(Another resend.)

Please see below under the first comment.

On 07/01/2011 4:07 PM, Lee, Yiu wrote:
Hi Tom,

Sorry for the late reply. See inline:

On 12/20/10 9:39 PM, "Tom Taylor"<[email protected]>  wrote:

[PTT] One possibility is that the initial prefix potentially varies per
customer (e.g., depending on service class) and is available from AAA.
However, the set of possible initial prefixes has to be limited so the
BR can recognize that it can extract a Gateway Identifier (i.e., tunnel
identifier, see next response) from a given incoming packet.

If I read it right, the customer's prefix needs not to be embedded in the
6rd prefix. Then, how you foresee the AAA and BR exchange the customer's
prefix? In particular, this will require the AAA server to let the BR to
inject an IPv6 route per customer. This will also require the AAA server
to remember which BR the 6rd-GW must use.

[PTT] Misunderstanding here. The initial prefix I'm talking about is most definitely embedded in the full 6rd prefix.
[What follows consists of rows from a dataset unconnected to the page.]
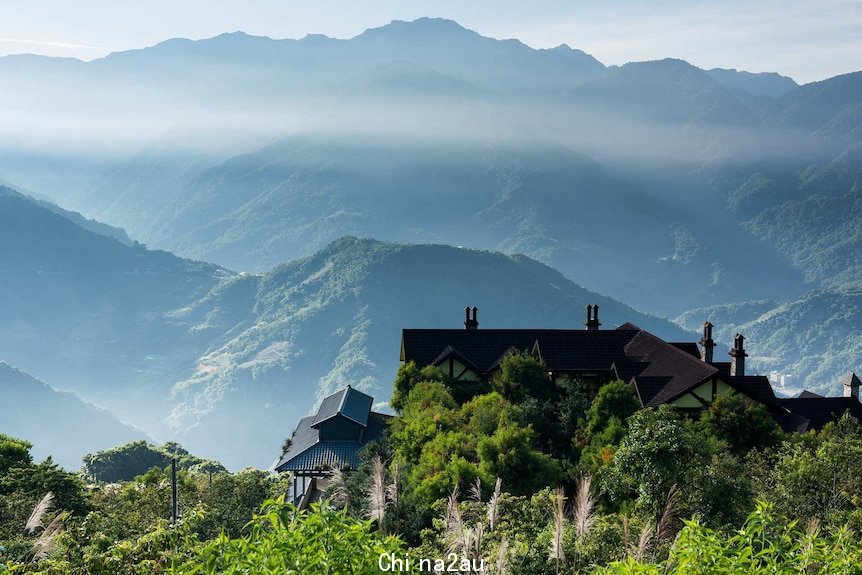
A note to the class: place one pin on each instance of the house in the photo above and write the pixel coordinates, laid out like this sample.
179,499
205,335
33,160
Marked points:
683,374
329,440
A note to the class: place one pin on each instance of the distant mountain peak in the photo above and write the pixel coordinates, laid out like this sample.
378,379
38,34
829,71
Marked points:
420,28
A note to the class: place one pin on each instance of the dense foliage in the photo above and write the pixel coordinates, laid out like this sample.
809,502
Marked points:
125,462
467,478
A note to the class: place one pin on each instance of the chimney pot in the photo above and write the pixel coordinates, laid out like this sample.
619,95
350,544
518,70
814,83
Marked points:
592,323
471,322
737,357
851,386
706,354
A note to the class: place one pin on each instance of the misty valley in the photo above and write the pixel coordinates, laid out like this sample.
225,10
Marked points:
212,249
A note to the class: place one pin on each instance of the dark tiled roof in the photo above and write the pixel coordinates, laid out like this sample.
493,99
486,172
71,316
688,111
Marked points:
348,402
308,453
648,387
454,353
560,349
821,410
756,387
689,347
850,380
583,350
685,372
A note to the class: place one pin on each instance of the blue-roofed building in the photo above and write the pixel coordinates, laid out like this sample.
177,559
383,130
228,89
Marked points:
330,440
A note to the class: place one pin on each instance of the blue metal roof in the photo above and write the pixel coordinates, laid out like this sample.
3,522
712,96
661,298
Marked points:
308,453
349,403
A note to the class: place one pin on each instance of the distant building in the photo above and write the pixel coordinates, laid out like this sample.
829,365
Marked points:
329,440
682,374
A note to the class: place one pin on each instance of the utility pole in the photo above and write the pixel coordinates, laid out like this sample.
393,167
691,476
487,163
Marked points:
175,504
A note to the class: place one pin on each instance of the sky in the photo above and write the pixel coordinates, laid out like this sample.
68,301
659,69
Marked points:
805,40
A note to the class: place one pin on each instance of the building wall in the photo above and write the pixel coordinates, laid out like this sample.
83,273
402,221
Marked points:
457,370
703,392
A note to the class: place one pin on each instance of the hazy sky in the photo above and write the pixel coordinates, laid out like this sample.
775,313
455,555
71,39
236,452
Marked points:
808,40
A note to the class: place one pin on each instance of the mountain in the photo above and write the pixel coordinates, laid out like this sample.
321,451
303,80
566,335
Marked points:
312,326
669,187
767,84
92,225
225,362
58,423
83,310
815,338
426,131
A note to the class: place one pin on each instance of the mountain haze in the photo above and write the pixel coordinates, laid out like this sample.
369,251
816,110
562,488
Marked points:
58,423
683,192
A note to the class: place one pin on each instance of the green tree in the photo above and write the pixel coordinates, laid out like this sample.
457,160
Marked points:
14,452
767,544
521,376
742,423
660,450
284,541
508,454
408,376
605,424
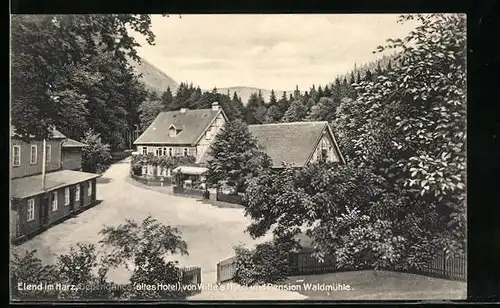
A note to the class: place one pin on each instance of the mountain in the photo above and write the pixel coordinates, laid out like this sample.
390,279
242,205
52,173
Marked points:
246,92
153,78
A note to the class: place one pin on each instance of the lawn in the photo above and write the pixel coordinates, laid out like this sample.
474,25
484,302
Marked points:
378,285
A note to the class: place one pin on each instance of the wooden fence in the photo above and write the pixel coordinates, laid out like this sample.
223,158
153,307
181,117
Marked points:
453,267
231,198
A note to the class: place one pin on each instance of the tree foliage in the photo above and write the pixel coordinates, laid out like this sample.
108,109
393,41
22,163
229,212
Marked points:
148,111
72,72
96,155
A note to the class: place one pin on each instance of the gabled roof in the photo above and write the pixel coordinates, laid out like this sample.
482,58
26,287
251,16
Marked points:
293,143
192,124
55,133
70,143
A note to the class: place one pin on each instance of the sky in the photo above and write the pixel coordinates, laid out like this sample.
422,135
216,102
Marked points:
266,51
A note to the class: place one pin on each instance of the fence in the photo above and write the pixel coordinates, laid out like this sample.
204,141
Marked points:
191,192
442,266
445,266
231,198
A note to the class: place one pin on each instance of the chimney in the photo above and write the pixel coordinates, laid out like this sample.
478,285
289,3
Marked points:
215,106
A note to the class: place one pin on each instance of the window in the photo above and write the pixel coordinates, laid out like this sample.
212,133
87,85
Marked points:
77,192
66,196
48,153
31,209
16,155
33,156
54,201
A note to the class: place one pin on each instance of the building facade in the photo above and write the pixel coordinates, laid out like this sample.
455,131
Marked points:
38,201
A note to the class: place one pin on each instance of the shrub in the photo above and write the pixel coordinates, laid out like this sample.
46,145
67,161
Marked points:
267,263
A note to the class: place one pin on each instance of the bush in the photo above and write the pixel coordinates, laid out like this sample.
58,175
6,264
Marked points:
267,263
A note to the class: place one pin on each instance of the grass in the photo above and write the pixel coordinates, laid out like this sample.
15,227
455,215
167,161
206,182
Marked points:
379,285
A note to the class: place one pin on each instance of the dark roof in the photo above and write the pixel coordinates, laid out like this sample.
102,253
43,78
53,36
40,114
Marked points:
55,133
192,124
289,142
70,143
32,185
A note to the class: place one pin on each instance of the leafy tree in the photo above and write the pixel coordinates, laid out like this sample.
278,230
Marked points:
255,110
296,112
235,156
148,111
96,155
167,98
53,56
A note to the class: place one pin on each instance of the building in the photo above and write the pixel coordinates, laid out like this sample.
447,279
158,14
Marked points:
297,143
183,132
37,201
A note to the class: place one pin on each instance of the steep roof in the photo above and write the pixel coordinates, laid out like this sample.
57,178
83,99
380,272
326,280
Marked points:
70,143
55,133
289,142
192,124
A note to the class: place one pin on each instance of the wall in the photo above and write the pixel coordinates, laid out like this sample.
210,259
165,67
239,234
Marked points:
204,144
326,140
26,168
72,158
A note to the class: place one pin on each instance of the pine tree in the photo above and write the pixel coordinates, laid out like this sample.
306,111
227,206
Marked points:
296,93
353,79
296,112
235,156
358,78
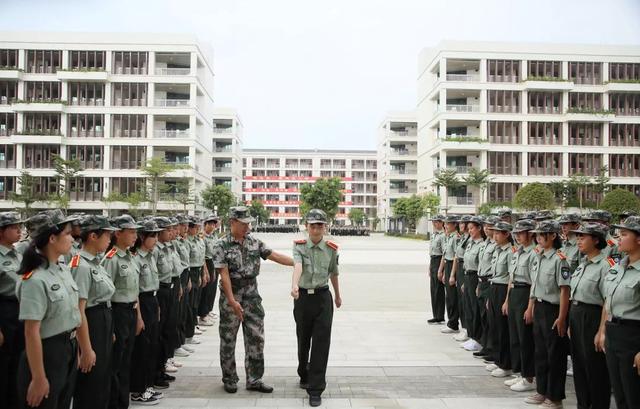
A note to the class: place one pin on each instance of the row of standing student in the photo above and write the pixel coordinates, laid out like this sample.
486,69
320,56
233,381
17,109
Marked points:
560,288
102,330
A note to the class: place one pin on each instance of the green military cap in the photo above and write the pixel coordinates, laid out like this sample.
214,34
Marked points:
95,222
211,218
150,226
631,223
316,216
598,215
547,226
524,225
569,218
491,220
9,218
164,222
593,229
241,214
125,222
502,226
544,215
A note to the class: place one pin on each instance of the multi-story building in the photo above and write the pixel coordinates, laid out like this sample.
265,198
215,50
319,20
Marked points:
111,101
528,113
397,161
227,149
274,177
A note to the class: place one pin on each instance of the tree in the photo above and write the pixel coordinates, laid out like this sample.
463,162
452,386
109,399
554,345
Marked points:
357,217
619,200
323,194
534,196
218,198
26,196
479,179
579,182
155,169
258,211
411,209
448,179
600,184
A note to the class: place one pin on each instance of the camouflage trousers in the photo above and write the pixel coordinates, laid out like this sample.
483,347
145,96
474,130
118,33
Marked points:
246,293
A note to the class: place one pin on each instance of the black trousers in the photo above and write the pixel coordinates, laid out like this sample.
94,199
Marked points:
314,315
459,285
622,343
145,351
551,352
590,376
482,320
13,332
521,333
60,359
124,322
166,326
470,306
499,326
195,274
93,388
437,289
451,297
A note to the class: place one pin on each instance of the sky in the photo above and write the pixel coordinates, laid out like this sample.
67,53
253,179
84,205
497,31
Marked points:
323,74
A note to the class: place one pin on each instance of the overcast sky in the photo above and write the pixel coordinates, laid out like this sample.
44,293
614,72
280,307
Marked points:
322,74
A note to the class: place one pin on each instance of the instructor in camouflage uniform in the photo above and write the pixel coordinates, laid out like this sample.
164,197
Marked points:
237,259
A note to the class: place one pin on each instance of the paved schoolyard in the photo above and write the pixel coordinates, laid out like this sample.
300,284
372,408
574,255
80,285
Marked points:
383,354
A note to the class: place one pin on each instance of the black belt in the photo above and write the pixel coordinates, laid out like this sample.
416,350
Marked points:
312,291
99,306
625,322
128,305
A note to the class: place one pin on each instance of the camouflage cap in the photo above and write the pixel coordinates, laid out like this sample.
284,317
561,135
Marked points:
241,214
547,226
502,226
598,215
316,216
125,222
524,225
544,215
569,218
211,218
9,218
631,223
164,222
96,222
150,226
593,229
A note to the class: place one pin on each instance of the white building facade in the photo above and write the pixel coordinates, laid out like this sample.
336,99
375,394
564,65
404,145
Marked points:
112,101
227,149
274,177
397,147
528,113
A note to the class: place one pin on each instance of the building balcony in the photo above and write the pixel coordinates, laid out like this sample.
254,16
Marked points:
171,133
172,103
86,75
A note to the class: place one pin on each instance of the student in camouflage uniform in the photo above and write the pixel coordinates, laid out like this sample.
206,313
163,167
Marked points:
48,298
436,250
11,328
316,262
590,376
124,272
95,334
237,259
619,332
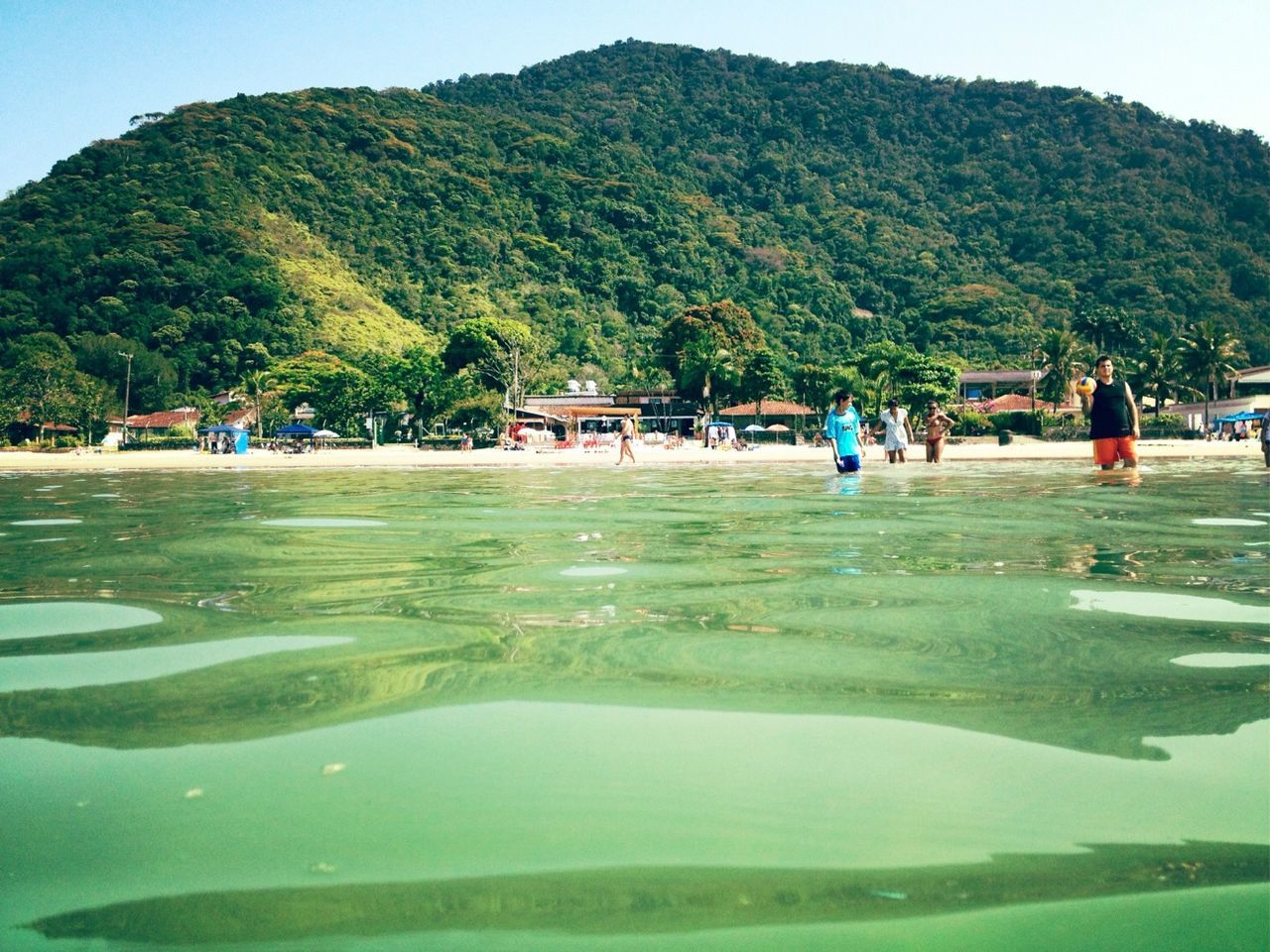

[PTT] If the tunnel is IPv6 in IPv4, the GW identifier is the compressed
IPv4 address of the GW, as in RFC 5969. For other types of tunnel, I
expect (but haven't worked it out in detail) that the identifier would
be some sort of tunnel identifier. The catch would be to have an
identifier that is common to both the GW and BR ends and fits in the
bits available.

Got it. Depending the size of the deployment and the 6rd prefix
compression ratio, an ISP may require to deploy few 6rd domains.